Extrême droite : "La Grande-Bretagne est au même stade que la France il y a 25 ans"

Adam Sage, correspondant du Times à Paris, compare l'attitude des médias français et britanniques vis-à-vis de l'extrême droite, au lendemain de la première participation du président du British National Party (BNP), Nick Griffin, à "Question Time", émission politique phare de la BBC.

Comment se fait-il qu'en Grande-Bretagne, inviter le leader de l'extrême-droite à la télévision soit contesté, alors qu'en France, c'est fréquent ?

Jusqu'ici, l'extrême droite était marginale chez nous, avec moins de 1 % des voix aux élections nationales, donc la question de l'inviter dans les médias ne s'était pas véritablement posée.
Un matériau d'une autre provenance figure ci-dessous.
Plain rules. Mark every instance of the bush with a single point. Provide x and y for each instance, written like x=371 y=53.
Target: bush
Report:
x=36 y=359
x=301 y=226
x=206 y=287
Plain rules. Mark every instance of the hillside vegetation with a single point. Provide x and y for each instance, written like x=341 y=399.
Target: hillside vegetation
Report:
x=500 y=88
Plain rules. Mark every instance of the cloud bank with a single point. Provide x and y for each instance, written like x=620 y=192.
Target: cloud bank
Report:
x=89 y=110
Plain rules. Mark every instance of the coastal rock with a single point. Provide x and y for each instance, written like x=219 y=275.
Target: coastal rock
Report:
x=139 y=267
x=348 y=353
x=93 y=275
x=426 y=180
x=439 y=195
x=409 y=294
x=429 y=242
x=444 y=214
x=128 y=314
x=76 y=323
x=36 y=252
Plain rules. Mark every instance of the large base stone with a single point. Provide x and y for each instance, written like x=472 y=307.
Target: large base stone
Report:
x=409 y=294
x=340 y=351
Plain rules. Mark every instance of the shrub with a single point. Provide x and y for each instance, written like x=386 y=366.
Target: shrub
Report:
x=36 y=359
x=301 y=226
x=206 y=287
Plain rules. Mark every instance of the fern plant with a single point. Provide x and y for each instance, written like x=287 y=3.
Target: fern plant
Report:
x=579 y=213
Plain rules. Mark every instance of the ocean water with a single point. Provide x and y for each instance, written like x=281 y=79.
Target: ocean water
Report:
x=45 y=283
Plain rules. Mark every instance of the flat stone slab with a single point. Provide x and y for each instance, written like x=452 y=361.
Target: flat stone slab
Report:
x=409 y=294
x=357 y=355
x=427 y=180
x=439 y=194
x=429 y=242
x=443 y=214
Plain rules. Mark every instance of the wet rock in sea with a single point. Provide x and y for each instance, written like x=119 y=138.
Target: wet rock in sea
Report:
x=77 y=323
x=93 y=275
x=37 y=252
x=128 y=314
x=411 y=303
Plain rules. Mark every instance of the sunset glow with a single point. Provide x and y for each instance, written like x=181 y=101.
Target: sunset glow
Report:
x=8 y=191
Ce n'est que ces cinq dernières années que le BNP a commencé à émerger, d'abord aux élections locales. Et aux élections européennes de juin, il a remporté 6,2 % des voix.

Nous en sommes donc au même stade que la France il y a 25 ans, quand le Front national perçait et que la question de la place à accorder à Jean-Marie Le Pen dans les médias faisait débat. Je crois qu'il a été pour la première fois invité à "L'Heure de vérité" en 1984.
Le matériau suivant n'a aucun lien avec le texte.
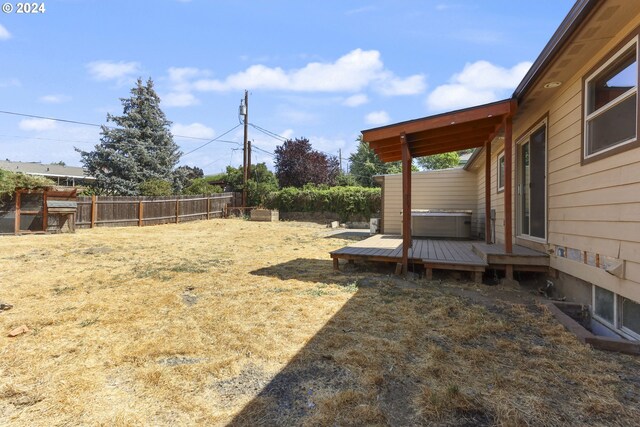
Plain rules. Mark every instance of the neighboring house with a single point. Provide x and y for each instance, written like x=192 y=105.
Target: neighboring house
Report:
x=563 y=157
x=61 y=175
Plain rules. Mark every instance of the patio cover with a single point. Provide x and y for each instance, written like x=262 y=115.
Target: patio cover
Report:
x=453 y=131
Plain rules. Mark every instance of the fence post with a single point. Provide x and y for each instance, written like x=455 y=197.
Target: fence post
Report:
x=140 y=213
x=94 y=210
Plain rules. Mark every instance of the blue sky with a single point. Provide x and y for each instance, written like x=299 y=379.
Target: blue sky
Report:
x=322 y=70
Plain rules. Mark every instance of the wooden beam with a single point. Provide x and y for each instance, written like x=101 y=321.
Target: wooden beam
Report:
x=487 y=191
x=140 y=213
x=427 y=151
x=17 y=218
x=508 y=185
x=45 y=212
x=406 y=202
x=495 y=109
x=94 y=210
x=443 y=145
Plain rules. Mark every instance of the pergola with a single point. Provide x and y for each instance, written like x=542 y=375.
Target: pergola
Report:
x=453 y=131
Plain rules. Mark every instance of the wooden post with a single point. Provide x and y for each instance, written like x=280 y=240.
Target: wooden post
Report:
x=406 y=201
x=94 y=210
x=45 y=212
x=140 y=213
x=17 y=218
x=487 y=192
x=508 y=187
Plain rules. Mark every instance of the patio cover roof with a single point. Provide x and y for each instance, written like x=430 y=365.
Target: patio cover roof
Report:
x=442 y=133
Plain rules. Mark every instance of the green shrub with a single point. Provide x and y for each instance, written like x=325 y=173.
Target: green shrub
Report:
x=347 y=202
x=201 y=186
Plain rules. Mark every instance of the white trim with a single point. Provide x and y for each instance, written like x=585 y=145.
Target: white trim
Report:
x=616 y=327
x=614 y=102
x=500 y=156
x=524 y=139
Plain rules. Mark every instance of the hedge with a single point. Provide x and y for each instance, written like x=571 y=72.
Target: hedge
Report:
x=347 y=202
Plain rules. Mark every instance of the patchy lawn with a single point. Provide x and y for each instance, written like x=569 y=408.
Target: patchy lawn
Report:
x=228 y=321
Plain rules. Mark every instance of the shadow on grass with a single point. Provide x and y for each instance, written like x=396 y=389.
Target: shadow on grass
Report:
x=417 y=355
x=321 y=270
x=305 y=269
x=355 y=235
x=344 y=375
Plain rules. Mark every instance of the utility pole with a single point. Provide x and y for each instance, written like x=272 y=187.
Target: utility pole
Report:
x=245 y=175
x=249 y=160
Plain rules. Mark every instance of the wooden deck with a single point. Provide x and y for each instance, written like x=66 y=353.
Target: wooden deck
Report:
x=457 y=255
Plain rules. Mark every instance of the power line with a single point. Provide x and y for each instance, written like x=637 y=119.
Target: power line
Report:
x=33 y=116
x=214 y=139
x=268 y=132
x=46 y=139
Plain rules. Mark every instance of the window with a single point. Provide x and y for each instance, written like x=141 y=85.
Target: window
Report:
x=618 y=313
x=603 y=305
x=501 y=172
x=611 y=103
x=630 y=316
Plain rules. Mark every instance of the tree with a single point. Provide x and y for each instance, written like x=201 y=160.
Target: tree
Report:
x=439 y=161
x=201 y=186
x=261 y=182
x=183 y=177
x=365 y=163
x=155 y=187
x=138 y=148
x=297 y=164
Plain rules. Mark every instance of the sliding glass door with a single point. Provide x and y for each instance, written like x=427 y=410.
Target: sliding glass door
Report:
x=532 y=184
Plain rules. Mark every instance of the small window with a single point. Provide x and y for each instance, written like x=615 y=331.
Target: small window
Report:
x=603 y=304
x=501 y=172
x=611 y=103
x=630 y=317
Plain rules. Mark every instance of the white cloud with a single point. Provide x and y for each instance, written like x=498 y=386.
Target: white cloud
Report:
x=394 y=86
x=54 y=99
x=37 y=125
x=4 y=33
x=377 y=118
x=181 y=94
x=360 y=10
x=194 y=130
x=111 y=70
x=352 y=72
x=356 y=100
x=478 y=83
x=179 y=99
x=10 y=83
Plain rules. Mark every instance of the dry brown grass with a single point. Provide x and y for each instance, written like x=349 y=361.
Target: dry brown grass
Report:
x=228 y=321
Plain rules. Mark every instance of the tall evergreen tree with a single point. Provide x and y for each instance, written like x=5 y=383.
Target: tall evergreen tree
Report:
x=137 y=149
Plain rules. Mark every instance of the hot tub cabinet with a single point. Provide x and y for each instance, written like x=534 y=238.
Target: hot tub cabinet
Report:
x=448 y=224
Comment se fait-il que l'extrême droite soit restée si basse ces dernières années, alors qu'on se souvient par exemple du mouvement skinhead ?

La société britannique était plus raciste dans les années 1970, mais il y a eu beaucoup d'efforts depuis, notamment dans les écoles. Les relations intercommunautaires sont aussi plus faciles qu'en France, même si elles ne sont pas faciles. Enfin, et c'est la principale raison, notre système parlementaire marginalise naturellement les petits partis. Comme il n'y a qu'un seul tour, cela encourage le vote utile, et rend difficile l'émergence de petits partis. Est-ce que le BNP a ouvert une brèche ? C'est possible avec la crise économique. A ceci près que je ne suis pas sûr qu'il y aura quelqu'un comme François Mitterrand pour jouer de la chose et mettre en place un système d'élections proportionnelles favorisant le Front national.
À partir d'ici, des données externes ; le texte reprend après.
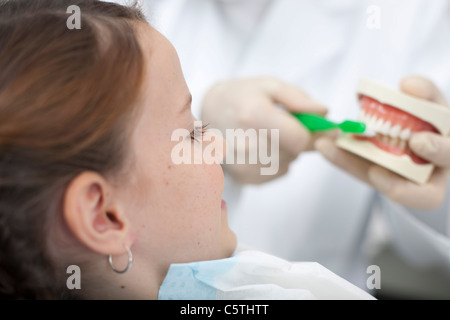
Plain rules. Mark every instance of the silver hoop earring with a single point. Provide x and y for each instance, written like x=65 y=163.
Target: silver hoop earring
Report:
x=130 y=262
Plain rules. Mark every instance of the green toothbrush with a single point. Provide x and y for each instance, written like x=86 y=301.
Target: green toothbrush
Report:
x=316 y=123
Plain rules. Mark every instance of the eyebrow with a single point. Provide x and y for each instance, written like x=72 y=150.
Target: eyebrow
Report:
x=187 y=105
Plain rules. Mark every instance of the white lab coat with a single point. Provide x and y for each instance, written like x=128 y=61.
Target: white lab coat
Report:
x=317 y=212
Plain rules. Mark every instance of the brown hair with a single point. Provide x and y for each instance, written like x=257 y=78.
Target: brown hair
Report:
x=66 y=97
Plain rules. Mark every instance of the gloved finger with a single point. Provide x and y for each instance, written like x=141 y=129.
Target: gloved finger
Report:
x=432 y=147
x=293 y=136
x=291 y=97
x=422 y=88
x=428 y=196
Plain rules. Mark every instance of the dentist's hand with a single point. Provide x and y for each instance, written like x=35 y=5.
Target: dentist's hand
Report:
x=254 y=103
x=433 y=147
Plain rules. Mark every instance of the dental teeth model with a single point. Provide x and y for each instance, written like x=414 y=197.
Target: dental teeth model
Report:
x=394 y=116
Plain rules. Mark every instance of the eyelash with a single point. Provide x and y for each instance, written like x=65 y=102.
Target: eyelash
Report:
x=197 y=131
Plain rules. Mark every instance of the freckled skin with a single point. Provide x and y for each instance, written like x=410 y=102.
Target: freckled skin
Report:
x=177 y=213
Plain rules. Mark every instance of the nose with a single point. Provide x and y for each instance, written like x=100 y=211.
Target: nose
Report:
x=216 y=147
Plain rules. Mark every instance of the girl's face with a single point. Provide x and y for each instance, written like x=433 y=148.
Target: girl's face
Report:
x=177 y=210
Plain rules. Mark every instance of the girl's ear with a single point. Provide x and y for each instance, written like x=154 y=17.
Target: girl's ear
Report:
x=93 y=215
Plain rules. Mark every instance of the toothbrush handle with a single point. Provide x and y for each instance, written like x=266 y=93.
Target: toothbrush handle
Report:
x=315 y=122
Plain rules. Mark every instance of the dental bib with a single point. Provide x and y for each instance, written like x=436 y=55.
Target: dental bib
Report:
x=254 y=275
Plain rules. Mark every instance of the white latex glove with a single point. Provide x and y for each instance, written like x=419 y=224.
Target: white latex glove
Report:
x=255 y=103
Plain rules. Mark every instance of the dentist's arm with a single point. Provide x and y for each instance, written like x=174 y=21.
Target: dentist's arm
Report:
x=254 y=103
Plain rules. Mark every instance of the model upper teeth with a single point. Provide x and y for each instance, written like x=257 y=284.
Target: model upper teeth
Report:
x=384 y=127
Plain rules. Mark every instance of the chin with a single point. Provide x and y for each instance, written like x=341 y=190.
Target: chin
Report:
x=394 y=116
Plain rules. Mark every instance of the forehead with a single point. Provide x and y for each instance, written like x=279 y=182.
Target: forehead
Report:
x=162 y=63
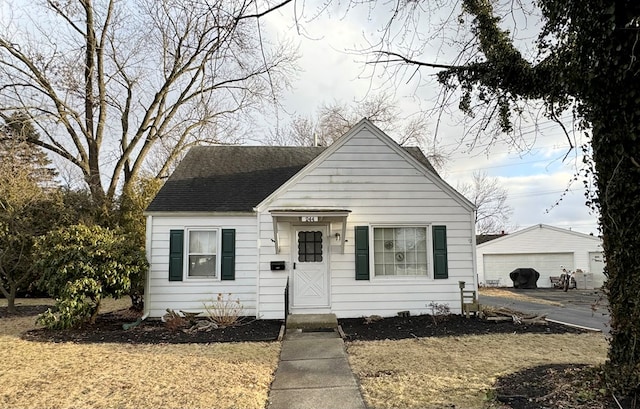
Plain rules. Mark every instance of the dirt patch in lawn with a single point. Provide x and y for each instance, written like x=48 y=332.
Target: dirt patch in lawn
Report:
x=164 y=372
x=416 y=362
x=504 y=293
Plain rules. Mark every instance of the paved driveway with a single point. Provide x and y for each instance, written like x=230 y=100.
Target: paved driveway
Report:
x=574 y=307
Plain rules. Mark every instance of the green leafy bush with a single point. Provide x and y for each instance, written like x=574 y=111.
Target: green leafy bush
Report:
x=80 y=266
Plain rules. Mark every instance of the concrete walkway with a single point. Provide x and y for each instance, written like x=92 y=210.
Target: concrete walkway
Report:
x=313 y=373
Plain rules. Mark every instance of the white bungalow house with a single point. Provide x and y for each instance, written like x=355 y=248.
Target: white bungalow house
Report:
x=361 y=227
x=546 y=249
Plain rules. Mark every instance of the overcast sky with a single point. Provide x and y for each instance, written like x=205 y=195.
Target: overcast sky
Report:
x=535 y=178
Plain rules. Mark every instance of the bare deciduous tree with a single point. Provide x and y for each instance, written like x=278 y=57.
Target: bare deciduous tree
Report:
x=490 y=199
x=111 y=84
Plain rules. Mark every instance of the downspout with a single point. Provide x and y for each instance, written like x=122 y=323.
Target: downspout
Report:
x=258 y=251
x=147 y=280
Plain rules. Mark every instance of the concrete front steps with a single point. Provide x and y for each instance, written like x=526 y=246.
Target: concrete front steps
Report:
x=312 y=323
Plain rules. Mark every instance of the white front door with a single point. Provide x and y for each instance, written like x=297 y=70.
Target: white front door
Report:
x=310 y=273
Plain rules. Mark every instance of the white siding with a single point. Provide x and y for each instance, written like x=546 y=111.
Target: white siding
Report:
x=537 y=241
x=379 y=186
x=189 y=295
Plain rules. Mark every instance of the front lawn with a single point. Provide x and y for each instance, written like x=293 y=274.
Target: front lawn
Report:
x=122 y=375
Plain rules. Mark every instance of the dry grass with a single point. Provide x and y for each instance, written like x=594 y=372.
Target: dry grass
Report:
x=66 y=375
x=500 y=292
x=434 y=372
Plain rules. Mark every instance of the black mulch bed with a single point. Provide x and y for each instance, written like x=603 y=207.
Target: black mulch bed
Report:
x=108 y=328
x=548 y=386
x=357 y=329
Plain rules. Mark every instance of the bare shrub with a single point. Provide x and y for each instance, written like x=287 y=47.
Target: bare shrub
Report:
x=225 y=311
x=439 y=312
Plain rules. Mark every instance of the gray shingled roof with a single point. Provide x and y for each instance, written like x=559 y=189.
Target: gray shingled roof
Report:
x=235 y=178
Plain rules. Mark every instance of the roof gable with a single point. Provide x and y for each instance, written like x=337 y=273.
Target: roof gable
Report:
x=240 y=178
x=412 y=155
x=229 y=178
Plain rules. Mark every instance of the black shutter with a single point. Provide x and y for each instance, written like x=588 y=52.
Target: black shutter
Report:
x=362 y=252
x=440 y=264
x=176 y=249
x=228 y=265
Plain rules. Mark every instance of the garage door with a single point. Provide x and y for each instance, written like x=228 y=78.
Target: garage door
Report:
x=498 y=266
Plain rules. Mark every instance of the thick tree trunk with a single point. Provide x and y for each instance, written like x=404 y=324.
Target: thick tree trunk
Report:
x=618 y=178
x=11 y=299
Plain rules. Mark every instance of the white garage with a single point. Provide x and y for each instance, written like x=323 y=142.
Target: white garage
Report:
x=545 y=249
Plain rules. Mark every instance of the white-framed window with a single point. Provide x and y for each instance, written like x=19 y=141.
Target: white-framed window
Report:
x=401 y=251
x=202 y=253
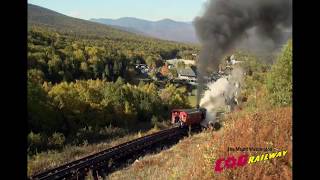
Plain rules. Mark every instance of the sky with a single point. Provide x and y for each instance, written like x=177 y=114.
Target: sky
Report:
x=179 y=10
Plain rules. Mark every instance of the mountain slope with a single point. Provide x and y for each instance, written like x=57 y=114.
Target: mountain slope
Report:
x=39 y=16
x=164 y=29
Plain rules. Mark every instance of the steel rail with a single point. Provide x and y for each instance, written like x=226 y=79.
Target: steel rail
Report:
x=97 y=160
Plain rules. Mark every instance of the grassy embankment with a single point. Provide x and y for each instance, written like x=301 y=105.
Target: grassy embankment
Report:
x=264 y=119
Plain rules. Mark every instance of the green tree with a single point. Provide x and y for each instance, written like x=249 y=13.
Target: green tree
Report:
x=279 y=81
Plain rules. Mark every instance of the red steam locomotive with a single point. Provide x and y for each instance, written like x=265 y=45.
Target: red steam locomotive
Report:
x=188 y=117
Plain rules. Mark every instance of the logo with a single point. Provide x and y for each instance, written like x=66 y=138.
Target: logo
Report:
x=232 y=162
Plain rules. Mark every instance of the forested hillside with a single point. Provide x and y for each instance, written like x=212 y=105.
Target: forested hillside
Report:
x=79 y=76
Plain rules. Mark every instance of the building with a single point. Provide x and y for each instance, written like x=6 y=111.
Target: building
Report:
x=187 y=74
x=185 y=61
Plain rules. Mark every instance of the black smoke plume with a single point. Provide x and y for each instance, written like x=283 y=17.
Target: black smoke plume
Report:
x=226 y=24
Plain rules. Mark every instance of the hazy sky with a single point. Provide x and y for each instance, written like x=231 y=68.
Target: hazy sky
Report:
x=180 y=10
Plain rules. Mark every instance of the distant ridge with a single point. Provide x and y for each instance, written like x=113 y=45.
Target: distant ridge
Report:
x=164 y=29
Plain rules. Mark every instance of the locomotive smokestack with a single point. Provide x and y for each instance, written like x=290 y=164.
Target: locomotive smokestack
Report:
x=227 y=24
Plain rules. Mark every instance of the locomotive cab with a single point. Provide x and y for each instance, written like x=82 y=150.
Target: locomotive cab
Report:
x=188 y=117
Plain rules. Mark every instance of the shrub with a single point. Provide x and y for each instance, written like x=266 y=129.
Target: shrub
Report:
x=36 y=142
x=279 y=81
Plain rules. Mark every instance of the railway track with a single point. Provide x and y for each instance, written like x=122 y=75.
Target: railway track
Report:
x=100 y=163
Pensez-vous qu'il vaut mieux inviter Nick Griffin que de l'ignorer ?

Il n'y a pas de bonne solution avec un tel parti. Mais je pense que lui interdire les médias est contre-productif. L'expérience française montre qu'en gros, si on n'invite pas l'extrême droite, elle en fait un argument électoral, en se disant victime de l'establishment.